Dossier : IMM-796-20

Référence : 2021 CF 894

[TRADUCTION FRANÇAISE]

Ottawa (Ontario), le 30 août 2021

En présence de madame la juge Walker

ENTRE :

EMMANUEL EMUZE

OMONOR EMUZE

OSOSE DANIEL EMUZE

EBEHIREMEN MICH EMUZE

EBOSETALE CHRIS EMUZE

demandeurs

et

LE MINISTRE DE LA CITOYENNETÉ
ET DE L’IMMIGRATION

défendeur

JUGEMENT ET MOTIFS

[1] Les demandeurs sont des citoyens du Nigéria. Ils sollicitent le contrôle judiciaire de la décision du 10 janvier 2020 par laquelle la Section d’appel des réfugiés (la SAR) a confirmé le rejet de leurs demandes d’asile. La SAR était d’accord avec la Section de la protection des réfugiés (la SPR) pour dire que les demandeurs disposaient d’une possibilité de refuge intérieur (PRI) viable dans les villes nigériennes d’Abuja, de Port Harcourt et d’Ibadan.

[2] Pour les motifs qui suivent, la demande sera accueillie. En bref, lorsqu’elle a examiné si les agents de persécution avaient la capacité de retrouver les demandeurs dans les villes proposées comme PRI, la SAR n’a pas tenu compte de la preuve selon laquelle leurs agents de persécution les avaient retracés à Lagos depuis leur maison de campagne. Cette omission constitue une erreur importante dans la décision de la SAR, car elle mine la justification offerte par le tribunal pour étayer sa conclusion principale sur le premier volet du critère relatif à la PRI.

I. Contexte

[3] Les demandeurs forment une famille de cinq membres. M. Emmanuel Emuze, le demandeur principal, est marié à Mme Omonor Emuze et père de leurs trois enfants mineurs. Les demandeurs craignent de retourner au Nigéria, car la famille paternelle du demandeur principal a l’intention de le soumettre à des rituels traditionnels en sa qualité de fils aîné de son défunt père, un adorateur d’idoles, et d’infliger la mutilation génitale féminine aux demanderesses.

[4] Après la mort de son père en octobre 2016, le demandeur principal était censé reprendre les fonctions de celui‑ci. Il a refusé de le faire et des membres de sa famille l’ont attaqué. Le demandeur principal a signalé l’attaque aux autorités, mais celles‑ci ne lui sont pas venues en aide. Les demandeurs ont déménagé à Lagos, car ils craignaient constamment les représailles de la famille du demandeur principal. Cependant, cette dernière a découvert l’endroit où ils se trouvaient.

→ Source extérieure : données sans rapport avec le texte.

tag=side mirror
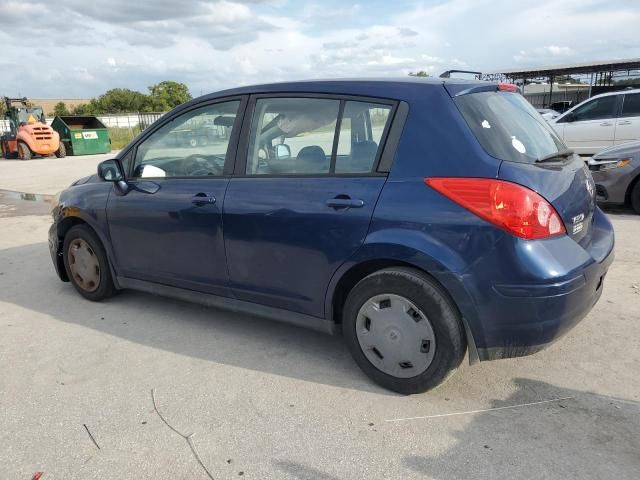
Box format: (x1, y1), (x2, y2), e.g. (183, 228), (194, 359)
(98, 158), (124, 182)
(274, 143), (291, 160)
(98, 158), (129, 194)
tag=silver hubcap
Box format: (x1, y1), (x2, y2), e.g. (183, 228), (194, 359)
(356, 294), (436, 378)
(68, 238), (100, 292)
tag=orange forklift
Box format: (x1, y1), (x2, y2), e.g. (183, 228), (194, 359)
(0, 97), (67, 160)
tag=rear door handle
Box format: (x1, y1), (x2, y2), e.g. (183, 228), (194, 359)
(327, 195), (364, 210)
(191, 192), (216, 207)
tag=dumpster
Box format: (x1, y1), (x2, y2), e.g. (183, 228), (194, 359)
(51, 116), (111, 155)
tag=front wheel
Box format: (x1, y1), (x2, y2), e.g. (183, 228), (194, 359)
(343, 268), (466, 394)
(63, 225), (115, 302)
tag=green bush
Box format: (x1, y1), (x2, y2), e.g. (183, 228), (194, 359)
(108, 126), (142, 150)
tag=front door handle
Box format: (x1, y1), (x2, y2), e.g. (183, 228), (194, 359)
(191, 192), (216, 207)
(327, 195), (364, 210)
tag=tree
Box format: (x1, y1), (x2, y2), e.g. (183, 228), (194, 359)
(53, 102), (71, 117)
(71, 103), (93, 115)
(146, 80), (191, 112)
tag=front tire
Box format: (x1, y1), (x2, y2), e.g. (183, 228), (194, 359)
(18, 142), (31, 160)
(55, 140), (67, 158)
(342, 267), (467, 394)
(63, 225), (115, 302)
(630, 180), (640, 215)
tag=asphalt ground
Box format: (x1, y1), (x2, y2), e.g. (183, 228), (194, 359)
(0, 157), (640, 480)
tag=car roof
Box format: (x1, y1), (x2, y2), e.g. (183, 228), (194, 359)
(194, 76), (492, 102)
(588, 88), (640, 100)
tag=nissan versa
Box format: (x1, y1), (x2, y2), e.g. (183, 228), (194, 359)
(49, 79), (614, 393)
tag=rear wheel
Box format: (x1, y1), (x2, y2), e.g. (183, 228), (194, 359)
(55, 140), (67, 158)
(63, 225), (115, 301)
(18, 142), (31, 160)
(631, 180), (640, 214)
(343, 268), (466, 394)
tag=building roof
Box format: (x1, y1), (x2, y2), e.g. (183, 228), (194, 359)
(485, 58), (640, 78)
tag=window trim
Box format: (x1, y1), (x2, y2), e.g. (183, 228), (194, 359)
(618, 92), (640, 118)
(233, 92), (404, 178)
(118, 95), (249, 182)
(558, 95), (620, 124)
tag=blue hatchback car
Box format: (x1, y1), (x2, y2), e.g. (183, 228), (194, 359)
(49, 78), (614, 393)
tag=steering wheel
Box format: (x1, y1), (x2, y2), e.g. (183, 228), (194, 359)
(184, 153), (224, 177)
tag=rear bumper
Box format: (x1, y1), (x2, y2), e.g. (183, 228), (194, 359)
(476, 251), (614, 361)
(591, 167), (640, 204)
(442, 209), (614, 361)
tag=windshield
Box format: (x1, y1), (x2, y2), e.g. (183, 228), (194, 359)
(454, 92), (566, 163)
(17, 107), (44, 124)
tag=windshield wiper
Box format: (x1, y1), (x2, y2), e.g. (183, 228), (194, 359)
(536, 148), (575, 163)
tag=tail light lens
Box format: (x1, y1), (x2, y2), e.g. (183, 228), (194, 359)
(424, 178), (566, 240)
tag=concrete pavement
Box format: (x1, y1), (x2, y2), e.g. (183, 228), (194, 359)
(0, 178), (640, 480)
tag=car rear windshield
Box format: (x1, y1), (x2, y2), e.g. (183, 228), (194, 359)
(454, 92), (566, 163)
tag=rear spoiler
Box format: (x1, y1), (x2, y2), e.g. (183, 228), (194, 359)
(440, 70), (482, 80)
(444, 82), (522, 97)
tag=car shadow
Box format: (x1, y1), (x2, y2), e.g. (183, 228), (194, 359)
(0, 243), (395, 395)
(398, 378), (640, 480)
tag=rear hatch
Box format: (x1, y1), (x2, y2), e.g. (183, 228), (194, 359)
(453, 86), (596, 241)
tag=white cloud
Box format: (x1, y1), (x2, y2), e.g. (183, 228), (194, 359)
(0, 0), (640, 97)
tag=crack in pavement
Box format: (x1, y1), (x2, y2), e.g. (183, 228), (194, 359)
(151, 388), (214, 480)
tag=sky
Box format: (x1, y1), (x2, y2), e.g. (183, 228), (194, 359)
(0, 0), (640, 98)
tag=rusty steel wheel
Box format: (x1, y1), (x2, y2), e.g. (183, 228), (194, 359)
(67, 238), (100, 292)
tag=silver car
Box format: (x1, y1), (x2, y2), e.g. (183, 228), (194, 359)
(538, 108), (560, 122)
(588, 142), (640, 214)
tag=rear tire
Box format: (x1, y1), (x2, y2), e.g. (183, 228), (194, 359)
(342, 267), (467, 394)
(18, 142), (31, 160)
(55, 140), (67, 158)
(63, 225), (116, 302)
(630, 180), (640, 215)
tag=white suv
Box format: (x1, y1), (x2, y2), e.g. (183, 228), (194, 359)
(550, 89), (640, 155)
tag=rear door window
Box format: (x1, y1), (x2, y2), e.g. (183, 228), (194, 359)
(245, 97), (392, 176)
(620, 93), (640, 117)
(454, 92), (566, 163)
(335, 101), (391, 173)
(573, 95), (617, 122)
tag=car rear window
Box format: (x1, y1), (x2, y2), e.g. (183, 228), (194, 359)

[5] Les demandeurs ont quitté le Nigéria en décembre 2017. Ils sont arrivés au Canada le 23 décembre 2017 et ont demandé l’asile.

[6] La SPR a rejeté leurs demandes le 29 avril 2019 au motif qu’ils disposaient d’une PRI à Abuja, Port Harcourt et Ibadan, au Nigéria.

II. Décision faisant l’objet du contrôle

[7] La question de la PRI dont disposaient les demandeurs était déterminante en appel. La SAR a confirmé la décision de la SPR selon laquelle les demandeurs ne sont pas des réfugiés au sens de la Convention ni des personnes à protéger au sens des articles 96 et 97 de la Loi sur l’immigration et la protection des réfugiés, LC 2001, c 27 (la LIPR) parce qu’ils disposent d’une PRI à Abuja, Port Harcourt et Ibadan.

[8] S’appuyant sur la décision Association canadienne des avocats et avocates en droit des réfugiés c Canada (Citoyenneté et Immigration), 2019 CF 1126 (au para 7) de notre Cour, la SAR a d’abord conclu que la SPR n’avait pas commis d’erreur dans son application du guide jurisprudentiel TB7‑19851 (GJ TB7-19851). Puis, le tribunal a examiné les deux volets du critère bien établi relatif à la PRI (Rasaratnam c Canada (Ministre de l’Emploi et de l’Immigration), [1992] 1 CF 706 (CAF) (Rasaratnam)).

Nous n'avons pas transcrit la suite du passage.